If we wish, we may observe the increased specialization of science or academic research through a moral lens. For example, if we consider the science system, we can ask questions like, Is it morally right to devote resources to learning more about Mars when there are so many more pressing “practical” problems to deal with? But Mars research (which is science communication) “feeds” the autopoiesis of the science system, which is all that matters for the science system. Or we can ask, is it morally right to pay a professor a six-figure salary to teach two classes per semester and publish highly specialized journal articles that only a handful of other specialists will ever read or present conference papers that only a handful of specialists will hear? And should the public fund that expensive conference trip?

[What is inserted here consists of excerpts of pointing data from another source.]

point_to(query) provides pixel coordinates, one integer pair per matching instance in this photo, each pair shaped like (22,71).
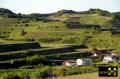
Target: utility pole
(53,70)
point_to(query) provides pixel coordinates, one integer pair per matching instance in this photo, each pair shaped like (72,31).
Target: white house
(108,59)
(84,61)
(69,62)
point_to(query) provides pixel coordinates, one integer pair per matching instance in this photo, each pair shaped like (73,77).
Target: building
(69,62)
(84,61)
(110,58)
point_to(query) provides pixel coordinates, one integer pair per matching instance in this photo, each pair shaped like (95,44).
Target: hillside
(32,45)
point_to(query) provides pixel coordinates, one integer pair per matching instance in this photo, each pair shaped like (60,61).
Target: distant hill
(6,13)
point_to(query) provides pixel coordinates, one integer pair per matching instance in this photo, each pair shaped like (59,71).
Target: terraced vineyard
(35,44)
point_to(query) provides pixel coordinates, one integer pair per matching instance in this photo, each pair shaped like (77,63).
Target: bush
(37,75)
(10,76)
(36,59)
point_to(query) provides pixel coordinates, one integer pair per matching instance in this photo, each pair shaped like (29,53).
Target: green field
(62,35)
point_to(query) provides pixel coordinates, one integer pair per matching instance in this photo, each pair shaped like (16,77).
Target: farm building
(98,53)
(78,62)
(110,58)
(84,61)
(69,62)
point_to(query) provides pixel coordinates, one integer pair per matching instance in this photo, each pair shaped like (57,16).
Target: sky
(49,6)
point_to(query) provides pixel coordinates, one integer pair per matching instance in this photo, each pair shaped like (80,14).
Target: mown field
(93,75)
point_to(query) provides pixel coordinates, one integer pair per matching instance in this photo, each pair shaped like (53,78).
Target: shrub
(36,59)
(10,76)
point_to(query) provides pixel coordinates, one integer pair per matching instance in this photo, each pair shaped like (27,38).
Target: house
(84,61)
(110,58)
(69,62)
(98,53)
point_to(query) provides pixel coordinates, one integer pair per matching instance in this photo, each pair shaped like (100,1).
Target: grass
(93,75)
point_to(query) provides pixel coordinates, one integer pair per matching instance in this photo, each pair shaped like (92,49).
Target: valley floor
(93,75)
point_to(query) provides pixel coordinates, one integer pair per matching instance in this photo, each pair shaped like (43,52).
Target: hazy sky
(49,6)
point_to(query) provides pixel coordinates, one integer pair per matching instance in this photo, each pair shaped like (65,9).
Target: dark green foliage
(117,15)
(11,76)
(36,59)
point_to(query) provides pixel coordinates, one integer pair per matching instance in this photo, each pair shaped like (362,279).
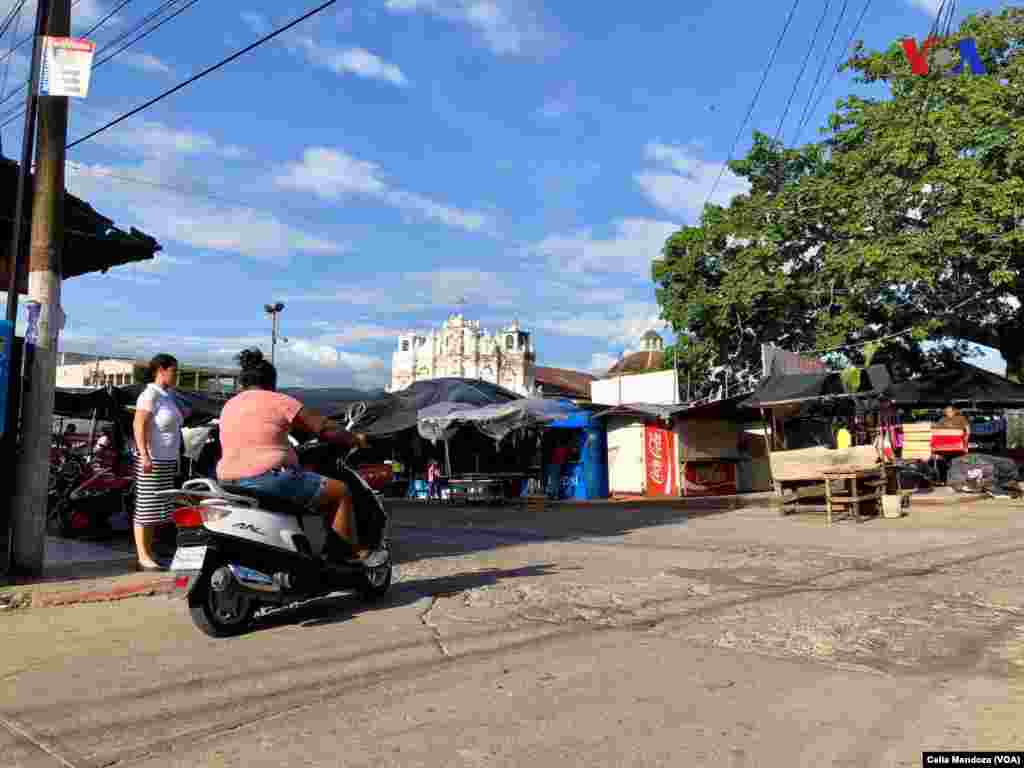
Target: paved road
(601,638)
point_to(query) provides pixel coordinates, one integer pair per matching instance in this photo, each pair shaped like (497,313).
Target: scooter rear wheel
(218,614)
(375,583)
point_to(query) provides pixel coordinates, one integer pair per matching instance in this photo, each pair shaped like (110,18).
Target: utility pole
(15,261)
(46,316)
(273,310)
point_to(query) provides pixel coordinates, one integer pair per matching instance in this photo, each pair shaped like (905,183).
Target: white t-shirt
(164,429)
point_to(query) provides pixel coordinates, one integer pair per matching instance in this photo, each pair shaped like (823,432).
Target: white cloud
(357,61)
(83,15)
(620,325)
(257,23)
(600,363)
(929,6)
(683,180)
(350,60)
(635,244)
(145,62)
(414,292)
(153,138)
(506,27)
(333,174)
(300,361)
(172,216)
(355,334)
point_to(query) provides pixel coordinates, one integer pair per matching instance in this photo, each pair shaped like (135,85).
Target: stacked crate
(918,441)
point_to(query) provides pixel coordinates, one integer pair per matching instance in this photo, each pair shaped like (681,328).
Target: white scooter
(240,551)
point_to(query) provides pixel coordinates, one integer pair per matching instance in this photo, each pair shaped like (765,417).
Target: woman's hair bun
(250,358)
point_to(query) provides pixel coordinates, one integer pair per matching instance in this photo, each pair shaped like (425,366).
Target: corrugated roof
(91,244)
(564,379)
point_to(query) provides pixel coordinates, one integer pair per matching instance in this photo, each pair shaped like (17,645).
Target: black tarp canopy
(108,402)
(386,413)
(957,383)
(794,388)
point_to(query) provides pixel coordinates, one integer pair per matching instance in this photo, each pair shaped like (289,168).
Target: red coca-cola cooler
(378,476)
(948,440)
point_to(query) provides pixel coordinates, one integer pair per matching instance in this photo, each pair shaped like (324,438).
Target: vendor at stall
(953,419)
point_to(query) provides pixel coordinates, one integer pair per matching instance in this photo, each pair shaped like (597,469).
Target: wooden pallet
(536,504)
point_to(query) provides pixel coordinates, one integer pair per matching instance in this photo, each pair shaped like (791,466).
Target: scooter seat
(268,502)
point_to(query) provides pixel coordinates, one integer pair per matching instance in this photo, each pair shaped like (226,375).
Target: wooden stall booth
(801,414)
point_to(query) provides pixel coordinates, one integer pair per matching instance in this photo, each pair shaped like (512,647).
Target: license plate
(188,558)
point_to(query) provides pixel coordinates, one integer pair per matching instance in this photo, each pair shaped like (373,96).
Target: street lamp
(273,310)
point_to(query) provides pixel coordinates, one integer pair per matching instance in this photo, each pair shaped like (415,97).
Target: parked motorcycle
(91,496)
(240,551)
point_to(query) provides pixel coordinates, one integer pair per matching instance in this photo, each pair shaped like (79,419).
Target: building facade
(462,348)
(83,372)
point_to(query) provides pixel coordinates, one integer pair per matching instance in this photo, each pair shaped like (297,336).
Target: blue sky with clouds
(389,162)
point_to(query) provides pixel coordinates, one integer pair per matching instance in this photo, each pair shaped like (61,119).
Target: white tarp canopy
(439,422)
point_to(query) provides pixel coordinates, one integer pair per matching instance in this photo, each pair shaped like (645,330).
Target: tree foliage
(903,224)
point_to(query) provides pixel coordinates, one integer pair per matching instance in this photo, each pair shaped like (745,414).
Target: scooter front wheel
(220,614)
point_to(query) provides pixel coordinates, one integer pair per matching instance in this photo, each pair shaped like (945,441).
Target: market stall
(531,420)
(802,414)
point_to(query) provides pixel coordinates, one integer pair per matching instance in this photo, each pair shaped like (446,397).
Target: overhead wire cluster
(137,32)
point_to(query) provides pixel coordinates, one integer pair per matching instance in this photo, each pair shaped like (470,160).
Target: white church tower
(462,349)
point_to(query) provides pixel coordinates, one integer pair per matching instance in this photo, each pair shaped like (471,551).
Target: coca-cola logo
(655,458)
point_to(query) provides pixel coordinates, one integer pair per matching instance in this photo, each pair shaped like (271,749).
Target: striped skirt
(150,508)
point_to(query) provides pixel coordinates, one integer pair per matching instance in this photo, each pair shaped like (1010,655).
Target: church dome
(639,363)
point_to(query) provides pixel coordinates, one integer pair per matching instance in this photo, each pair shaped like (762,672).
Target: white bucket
(894,505)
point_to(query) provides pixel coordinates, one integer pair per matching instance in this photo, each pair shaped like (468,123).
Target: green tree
(905,219)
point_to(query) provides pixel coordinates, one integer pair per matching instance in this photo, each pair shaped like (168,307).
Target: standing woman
(158,440)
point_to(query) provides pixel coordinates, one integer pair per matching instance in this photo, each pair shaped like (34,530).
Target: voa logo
(919,56)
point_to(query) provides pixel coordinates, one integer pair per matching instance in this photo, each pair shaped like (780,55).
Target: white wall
(657,388)
(626,456)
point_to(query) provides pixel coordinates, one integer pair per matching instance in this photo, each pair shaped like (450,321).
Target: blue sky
(390,162)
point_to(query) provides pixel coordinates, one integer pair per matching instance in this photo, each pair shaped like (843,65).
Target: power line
(14,12)
(105,18)
(805,116)
(803,69)
(17,22)
(145,34)
(25,40)
(754,102)
(204,73)
(144,20)
(839,64)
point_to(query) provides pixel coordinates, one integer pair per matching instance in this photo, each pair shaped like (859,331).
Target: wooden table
(860,486)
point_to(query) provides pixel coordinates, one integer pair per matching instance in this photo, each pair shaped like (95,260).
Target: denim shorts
(291,483)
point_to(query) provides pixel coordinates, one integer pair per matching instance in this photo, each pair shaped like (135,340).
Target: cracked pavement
(595,637)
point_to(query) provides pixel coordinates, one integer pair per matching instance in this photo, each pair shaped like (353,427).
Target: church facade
(462,348)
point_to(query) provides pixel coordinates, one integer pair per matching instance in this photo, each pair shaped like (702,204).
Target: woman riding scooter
(256,454)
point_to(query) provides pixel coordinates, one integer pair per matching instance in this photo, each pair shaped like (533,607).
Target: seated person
(255,426)
(953,419)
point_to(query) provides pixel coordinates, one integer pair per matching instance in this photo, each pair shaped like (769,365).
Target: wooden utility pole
(45,253)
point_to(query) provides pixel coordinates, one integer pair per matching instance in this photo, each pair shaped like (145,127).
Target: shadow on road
(339,608)
(424,531)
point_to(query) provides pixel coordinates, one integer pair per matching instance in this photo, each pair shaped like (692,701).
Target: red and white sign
(710,478)
(660,461)
(67,67)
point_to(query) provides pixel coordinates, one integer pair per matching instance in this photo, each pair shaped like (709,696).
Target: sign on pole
(67,66)
(6,348)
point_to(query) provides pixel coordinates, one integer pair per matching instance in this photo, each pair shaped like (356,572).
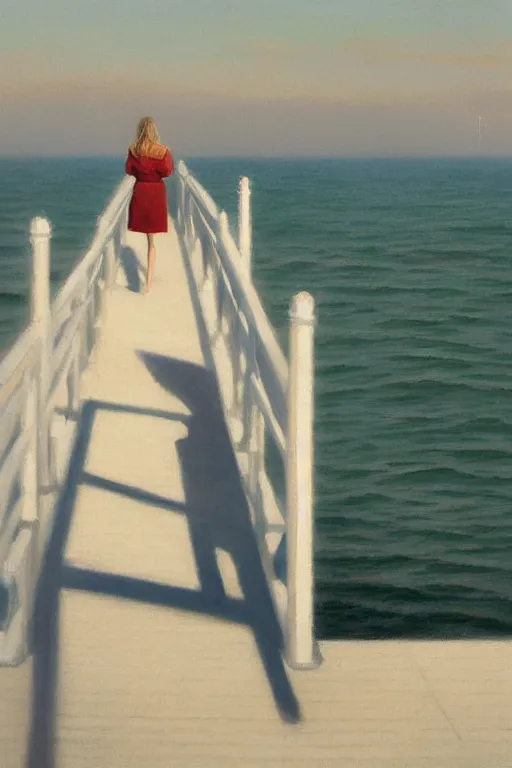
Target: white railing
(39,400)
(263,395)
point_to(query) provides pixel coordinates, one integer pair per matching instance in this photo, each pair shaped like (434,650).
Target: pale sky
(266,77)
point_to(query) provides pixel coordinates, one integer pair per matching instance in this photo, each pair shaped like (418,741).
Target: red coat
(148,206)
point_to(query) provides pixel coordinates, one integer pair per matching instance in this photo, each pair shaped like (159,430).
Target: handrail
(52,351)
(262,393)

These are moral questions that don’t register with the specialized communication system to which the professor contributes. The question might register with the professor (the professor’s sense of morality/ethics), but it does not register with a communication system that only distinguishes between research that contributes to a field of study and research that doesn’t. A research field is a communication system that must reproduce itself from moment to moment or cease to exist.
Science and the other function systems are amoral; they reproduce themselves or they don’t. That’s all that matters for the systems. This is why codes of ethics have been developed. Organizations (e.g., the AMA) write codes of ethics and respond to violations or alleged violations. Organizations and psychic systems can distinguish between moral right and wrong but the function systems cannot.